実際にお客様の元に伺うと「来てくれるだけでありがたい」というお声を聞きますし、「家でやるのだから設備が簡素なものでもしかたない」と思っていらっしゃるお客様がほとんどです。
しかしそれはあきらめや遠慮という気持ちから来たご意見ではないでしょうか?
私たちは、病気や障害、高齢化などで外出困難な方たちの元に伺い、ご自宅などを理美容室に変身させ、安全性を重視した理美容室よりも質の高いサービスを提供し、訪問理美容を必要としている方々の選択肢を広げたいと強く思い、最高のリラクゼーションとおもてなしを提供する「訪問理美容 まる 」という会社を立ち上げたいと強く思いました。

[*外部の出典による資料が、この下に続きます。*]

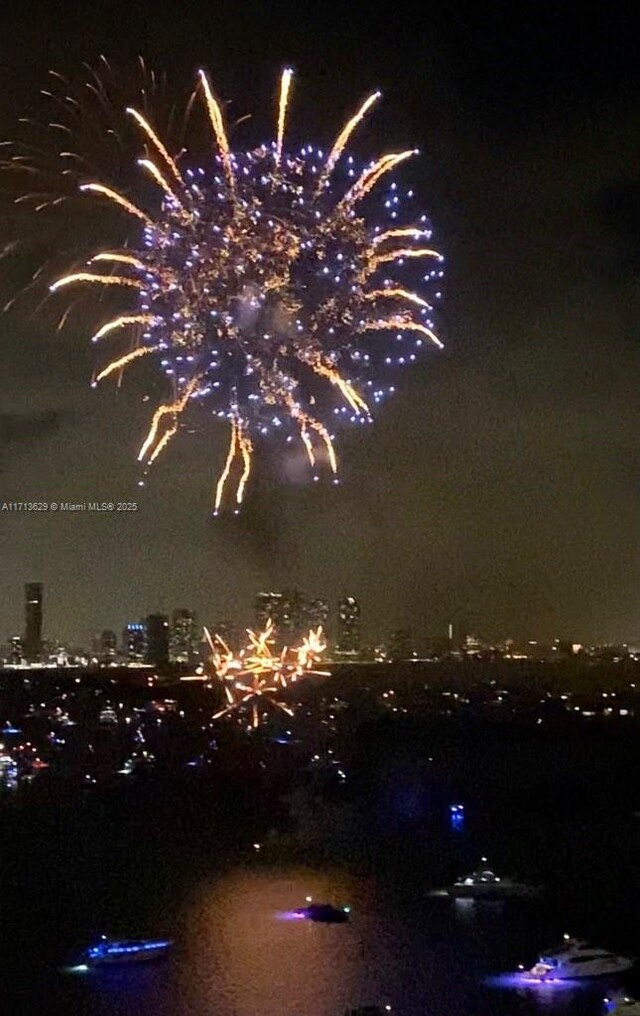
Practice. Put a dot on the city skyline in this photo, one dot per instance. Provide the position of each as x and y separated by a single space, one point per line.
293 611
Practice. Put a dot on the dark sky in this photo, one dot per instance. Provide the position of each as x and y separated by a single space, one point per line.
499 490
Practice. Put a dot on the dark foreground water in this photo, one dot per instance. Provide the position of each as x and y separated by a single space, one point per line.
186 868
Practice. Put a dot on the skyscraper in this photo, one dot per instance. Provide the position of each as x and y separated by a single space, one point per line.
33 621
267 608
157 638
292 619
134 641
317 614
108 646
347 642
184 636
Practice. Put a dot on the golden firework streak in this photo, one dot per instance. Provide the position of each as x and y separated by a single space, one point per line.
402 324
151 168
241 445
119 200
406 252
217 124
87 276
155 141
142 351
172 408
122 322
371 176
118 259
342 138
395 294
285 82
355 400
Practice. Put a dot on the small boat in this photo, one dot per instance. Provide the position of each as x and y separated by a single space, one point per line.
368 1011
324 913
622 1005
107 951
575 958
485 884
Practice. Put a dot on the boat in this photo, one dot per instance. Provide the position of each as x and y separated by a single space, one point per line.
107 951
485 884
324 913
622 1005
575 958
368 1011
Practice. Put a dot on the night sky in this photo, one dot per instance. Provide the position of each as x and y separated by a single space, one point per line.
499 489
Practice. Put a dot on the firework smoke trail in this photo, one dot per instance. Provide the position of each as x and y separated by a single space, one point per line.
276 289
254 679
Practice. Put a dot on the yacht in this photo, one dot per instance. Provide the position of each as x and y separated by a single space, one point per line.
485 884
368 1011
324 912
577 959
622 1005
107 951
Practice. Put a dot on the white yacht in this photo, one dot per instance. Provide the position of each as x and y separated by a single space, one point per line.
578 959
622 1005
485 884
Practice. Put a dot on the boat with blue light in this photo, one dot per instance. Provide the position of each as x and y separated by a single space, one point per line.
576 959
107 951
324 913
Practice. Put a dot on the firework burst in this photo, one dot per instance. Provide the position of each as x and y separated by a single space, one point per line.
254 679
276 288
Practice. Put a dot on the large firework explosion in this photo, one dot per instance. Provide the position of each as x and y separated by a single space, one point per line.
254 678
273 287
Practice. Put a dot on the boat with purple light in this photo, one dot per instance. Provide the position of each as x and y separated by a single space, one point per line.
622 1005
324 913
368 1011
108 951
576 959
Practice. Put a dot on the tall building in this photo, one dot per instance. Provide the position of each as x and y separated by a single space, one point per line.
108 646
184 637
317 614
33 621
134 642
347 640
157 638
16 650
400 644
267 608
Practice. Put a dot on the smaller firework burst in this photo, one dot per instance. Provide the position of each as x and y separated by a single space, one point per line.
254 678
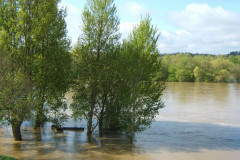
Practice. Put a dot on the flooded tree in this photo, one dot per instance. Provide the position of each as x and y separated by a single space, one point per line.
144 92
93 57
33 39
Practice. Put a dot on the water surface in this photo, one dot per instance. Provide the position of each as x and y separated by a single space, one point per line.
200 121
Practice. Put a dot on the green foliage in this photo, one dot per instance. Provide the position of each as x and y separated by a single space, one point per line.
201 68
7 158
94 58
33 37
140 59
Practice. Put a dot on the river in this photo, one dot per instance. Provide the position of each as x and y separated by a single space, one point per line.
199 121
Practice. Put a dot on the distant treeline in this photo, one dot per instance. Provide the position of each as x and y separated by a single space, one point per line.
188 67
232 53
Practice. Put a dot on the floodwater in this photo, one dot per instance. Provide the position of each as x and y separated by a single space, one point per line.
200 121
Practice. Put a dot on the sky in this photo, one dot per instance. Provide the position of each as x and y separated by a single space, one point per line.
196 26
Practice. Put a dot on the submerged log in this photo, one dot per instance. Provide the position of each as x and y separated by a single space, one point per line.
68 128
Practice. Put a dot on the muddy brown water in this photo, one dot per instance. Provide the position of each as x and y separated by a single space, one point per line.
200 121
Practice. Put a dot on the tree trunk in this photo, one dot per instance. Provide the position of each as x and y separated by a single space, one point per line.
89 125
16 130
100 126
40 117
132 125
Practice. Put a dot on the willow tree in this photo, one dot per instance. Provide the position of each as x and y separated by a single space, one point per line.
140 60
33 37
93 56
52 61
16 86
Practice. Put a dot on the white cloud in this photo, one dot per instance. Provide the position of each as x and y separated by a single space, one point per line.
136 10
202 29
73 21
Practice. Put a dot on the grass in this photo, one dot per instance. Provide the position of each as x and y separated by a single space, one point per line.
7 158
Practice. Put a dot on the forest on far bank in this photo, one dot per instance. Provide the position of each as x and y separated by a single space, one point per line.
188 67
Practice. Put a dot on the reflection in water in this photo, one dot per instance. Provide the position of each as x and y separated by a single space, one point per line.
200 121
202 102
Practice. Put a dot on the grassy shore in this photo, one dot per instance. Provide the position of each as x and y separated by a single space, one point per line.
7 158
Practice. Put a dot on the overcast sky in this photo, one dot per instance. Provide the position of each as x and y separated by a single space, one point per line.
197 26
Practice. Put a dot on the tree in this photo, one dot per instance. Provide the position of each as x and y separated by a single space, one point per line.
198 74
140 60
33 37
93 58
16 97
52 61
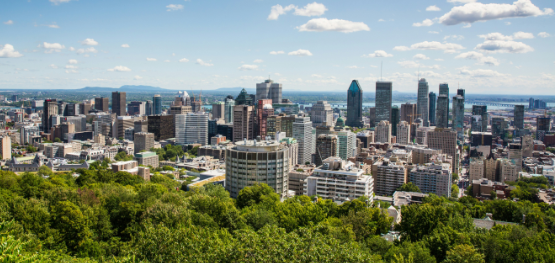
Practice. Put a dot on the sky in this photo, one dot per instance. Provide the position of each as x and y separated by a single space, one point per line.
485 47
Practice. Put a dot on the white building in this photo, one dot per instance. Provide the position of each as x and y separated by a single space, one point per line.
339 180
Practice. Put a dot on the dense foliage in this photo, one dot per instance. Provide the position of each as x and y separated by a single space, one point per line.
102 216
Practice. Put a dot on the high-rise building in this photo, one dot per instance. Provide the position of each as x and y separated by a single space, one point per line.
403 133
423 102
384 99
354 105
119 101
302 131
432 97
442 112
101 104
243 122
251 162
228 112
50 109
395 118
383 132
408 112
321 114
191 128
458 115
157 101
269 90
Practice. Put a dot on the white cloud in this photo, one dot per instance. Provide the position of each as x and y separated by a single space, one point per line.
338 25
173 7
455 37
421 57
7 51
426 22
474 12
86 50
248 67
202 63
57 2
378 54
500 46
479 57
119 69
314 9
89 42
278 10
433 45
300 53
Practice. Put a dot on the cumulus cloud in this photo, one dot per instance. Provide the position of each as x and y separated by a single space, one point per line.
433 45
202 63
479 57
8 51
475 12
248 67
300 53
426 22
501 46
89 42
378 54
338 25
420 57
173 7
120 69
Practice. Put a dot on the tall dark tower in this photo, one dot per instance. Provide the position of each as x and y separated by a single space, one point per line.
119 103
354 105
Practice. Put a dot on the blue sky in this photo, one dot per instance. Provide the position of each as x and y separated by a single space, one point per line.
482 46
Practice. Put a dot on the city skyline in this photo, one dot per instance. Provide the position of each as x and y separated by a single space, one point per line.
319 46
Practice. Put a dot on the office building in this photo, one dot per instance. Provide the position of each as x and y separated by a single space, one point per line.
269 90
191 128
403 133
321 114
383 132
434 178
422 103
119 103
251 162
243 122
384 99
432 98
339 181
354 105
157 101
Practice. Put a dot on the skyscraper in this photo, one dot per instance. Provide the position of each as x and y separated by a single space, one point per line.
422 102
119 103
432 97
354 105
384 98
157 100
442 112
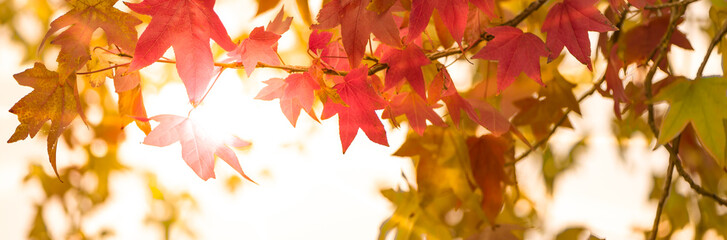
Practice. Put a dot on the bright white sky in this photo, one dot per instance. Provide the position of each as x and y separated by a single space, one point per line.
307 188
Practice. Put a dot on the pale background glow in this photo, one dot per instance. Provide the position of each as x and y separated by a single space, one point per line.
307 188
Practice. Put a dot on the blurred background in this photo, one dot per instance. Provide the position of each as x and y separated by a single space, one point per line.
307 189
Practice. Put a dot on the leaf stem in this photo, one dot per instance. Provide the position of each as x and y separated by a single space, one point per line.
670 4
102 69
717 38
667 188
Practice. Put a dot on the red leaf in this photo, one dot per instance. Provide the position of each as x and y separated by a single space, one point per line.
199 147
515 52
643 39
357 24
362 100
453 13
415 109
256 48
486 6
568 23
407 63
613 81
295 92
187 26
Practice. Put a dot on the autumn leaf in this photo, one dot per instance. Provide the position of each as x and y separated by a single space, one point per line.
50 100
487 159
186 26
296 92
199 146
357 24
643 39
84 18
261 45
453 14
405 63
515 52
700 103
567 24
362 100
417 111
131 107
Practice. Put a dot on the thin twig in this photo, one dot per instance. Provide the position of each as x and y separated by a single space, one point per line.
659 53
665 194
699 189
103 69
525 13
712 44
671 4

その為にはお客様が心身の負担なく施術可能なシャンプー設備、ただ髪を切るというだけでなく、心身のリラクゼーションを感じて頂くための機材が必要です。
それらを購入するための設備費80万円をご支援頂きたいと思っています。
ご自宅にお伺いしたら理美容機材のセッティングを行います。このとき、できる限り理美容室の空間を味わって戴きたいという思いから、季節のお花での装飾やリラクゼーションミュージックをかけるなどのサービスもさせて戴きます。
初めに、この仕事を始めたキッカケからお話しさせてください。
8年前、祖母が脳梗塞で倒れ半身麻痺になりました。朝起きたら必ずお化粧をし、オシャレを楽しみ、日々活動的に動いていた祖母とは思えないくらいの変わりよう・・・。
一人暮らしが困難となり、介護施設へ入所をしました。
その頃の私にとって介護施設は正直言って無縁の世界・・・見るもの全てが初めてのことばかりだったのを今でもハッキリと覚えています。
私は東京、祖母は青森と離れていたため、頻繁には出来なかったけど行ったときは髪を切ってあげました。
祖母が「わいは~!!」(わぁ~驚いたという意味の津軽弁)と言い、笑顔になって喜んでくれた事は今も忘れられません。
その時に、ふと「ここで生活してる方々は髪の毛をどうしているんだろう?」と疑問に思ったのです。
その疑問から訪問理容美容という世界に出会い、今に繋がっています。私がこの仕事につけたことは今は亡き祖母が与えてくれたと思い、感謝しています。
その後、訪問理美容専門の会社に勤め、たくさんのお客様に出会い、たくさんの「ありがとう」を頂きました。
認知症により、コミュニケーションが困難なお客様がカット後に笑顔で「ありがとう」と言って下さったこと。
車椅子生活になり、以前の自分には戻れないと落ち込んでいたお客様が「嬉しい、生き返ったわ!」と涙を浮かべて「ありがとう」と言って下さったこと。
精神疾患を抱えた娘様をお持ちのお母様が、「娘が来てくれる事をいつも楽しみにしてます。前よりも明るくなったんです。」と嬉しそうな笑顔で「ありがとう」と言って下さったこと。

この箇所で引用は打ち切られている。